Nalco| Kotak Institutional: Add | Target price Kotak Institutional Equities said Nalco is best placed to benefit from the ongoing supply tightness in the alumina market, given its net long position and the consequent tailwind in the aluminum prices. Commissioning of captive coal mines has helped reduce costs in FY2024 and a further ramp-up should keep costs on a downtrend, it said.

"The 1 mtpa alumina refinery expansion is progressing at a slow place and we estimate volume contribution from 2HFY27E. We upgrade alumina/aluminum price forecast and earnings for Nalco. Our FV increases to Rs 235 per share (from Rs 160). Upgrade to ADD (from SELL), given attractive risk-reward," it said. 

ICICI Prudential Life | Sharekhan: Buy | Target: Rs 920

Sharekhan said higher APE growth from agency it direct channel is leading to market share gains and drive strong APE growth (higher than industry) for ICICI Prudential for the third consecutive quarter, albeit on a low base. The management expects to continue to grow APE ahead of the industry, as it has made considerable efforts to improve its multi-channel and multi-product approach to optimise growth.

"A lower share of non-par reduces the impact of revised surrender penalty guidelines on VNB margins. VNB growth would largely be a function of product mix, thus VNB margin would remain range bound. We maintain BUY with a revised target price of Rs 920, considering the increase in the multiple, given healthy growth outlook and rollover. The stock trades at 2.3x/2.0x/1.8x its FY25/FY26/FY27 EVPS," it said.

Cyient | Kotak Institutional: Buy | Target price: Rs 2,050

Kotak hosted Cyient’s management— Executive Vice Chairman and MD Krishna Bodanapu, CFO Prabhakar Atla, Head of Strategy Ramya Mohan and Delivery Head of Semiconductor Satish Kumar Ganesan to gather more details about the IT firm's semiconductor initiatives. The key highlights are  the ASIC market is expected to see 10-12 per cent CAGR over 2023-31, 3 times of general purpose chips, driven by IT-OT integration. Cyient, Kotak said, is expanding its play across the ASIC development value chain, leveraging its IP and ecosystem partnerships in focus verticals. Cyient (DET) would continue to focus on engineering services while Cyient Semiconductor would operate independently, reporting to Krishna, Kotak said.

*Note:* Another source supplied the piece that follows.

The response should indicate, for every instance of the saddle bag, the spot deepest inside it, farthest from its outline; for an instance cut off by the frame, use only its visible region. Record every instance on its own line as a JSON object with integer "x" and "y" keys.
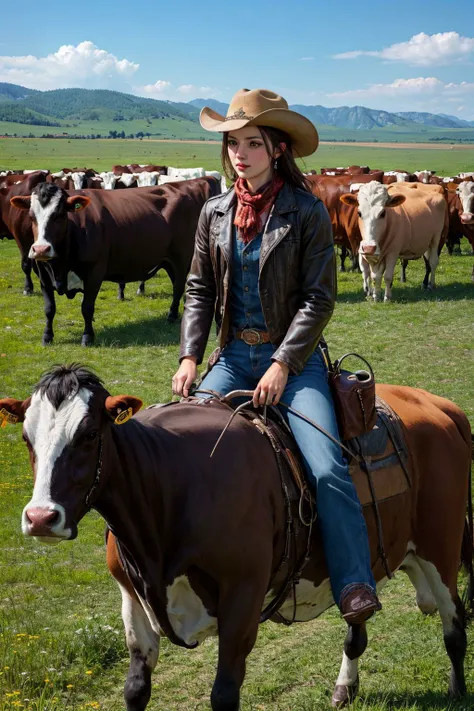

Turnkey engagements include design and production phases. The design phase would be a 2-3 year cycle, with revenues recognized on the basis of the achievement of milestones. In the production phase, revenues are recognized on the basis of unit sales. Cyient plans to leverage its IP suite to accelerate development. A few engagements might also include royalty-based payments depending on the usage of IP, Kotak said.

For now, the brokerage has 'Buy' rating and a fair value of Rs 2,050 for the stock. 

Disclaimer: Business Today provides stock market news for informational purposes only and should not be construed as investment advice. Readers are encouraged to consult with a qualified financial advisor before making any investment decisions.